Using correlation and simple linear regression we can look at the relationship of two variables.
Using the following dataset we can demonstrate this process.
The dataset consists of two quantitative variables, the number of cricket chirps and the temperature. There are 10 observations.
Using R we will first create our two datasets:
- chirp_nums <- c( 18, 20, 21, 23, 27, 30, 34, 39)
- temp_f <- c( 57, 60, 64, 65, 68, 71, 74, 77)
As we learnt from Anscombe lets visualise our data, lets use a scatterplot:
- plot( temp_f, chirp_nums)
Visualising allows us to see the shape and dispersion of the data.
The scatterplot for our dataset is showing the data moving in an uphill pattern, from left to right, this suggests a positive correlation.

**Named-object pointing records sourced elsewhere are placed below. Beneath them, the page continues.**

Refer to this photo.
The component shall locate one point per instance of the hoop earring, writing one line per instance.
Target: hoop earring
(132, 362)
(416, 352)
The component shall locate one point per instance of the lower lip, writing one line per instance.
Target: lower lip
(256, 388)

If the data is moving in a downhill pattern from left to right, this suggests a negative correlation.
If the data doesn’t seem to show any kind of pattern, then no relationship exists between the two variables.
We can use R to calculate the correlation between chirps and temperature:
- cor( temp_f, chirp_nums)
output: r = 0.9774791
This correlation value for the dataset also indicates that there is a strong positive correlation between these two variables.
Correlation is a statistical technique used to determine to what degree two variables are related.
The sign r is used to denote Pearson’s correlation coefficient, r denotes the strength of the association or relationship.
If the sign is +, the relationship is positive, so an increase in one variable is associated with an increase in the other variable and a decrease in one variable is associated with a decrease in the other variable.
If the sign is -, the relationship is negative, so an increase in one variable is associated with a decrease in the other variable.
It is important to note that positive correlation implies that there is a relationship between the two quantitative variables, however, it does not imply causation, ie: one variable does not cause the change in the other, so in this example the number of chirps does not cause the temperature to change.
Lets create a linear model, called fit, then lets view fit:
- fit <- lm( chirp_nums ~ temp_f)
The output gives us our coefficients, which are used to create our regression line.
Regression is the emphasis on predicting one variable from another variable, eg: if the temperature is 70 degrees, how many chirps will there be?
Lets visualise our regression line, first plot our graph, then add our line from fit:
- plot( temp_f, chirp_nums)
Look at the datapoints, how close they are to the line, another indication of a strong positive relationship.
Remember back to school, the equation of a line y = mx + c, where m is the slope and c is the y-intercept.
The slope represents the change in y that is associated with a unit change in x.
In our output above, our slope value is 1.055 and our y-intercept is -44.177, if we substitute our values into our equation we can now start predicting outcomes: y = 1.055(x) + -44.177.
Eg: If temperature is 70, how many chirps? y = 1.055(70) + -44.177 chirps = 29.673 rounded to 30.
If in doubt, look at the graph, when the temperature is 70 does chirps = 30?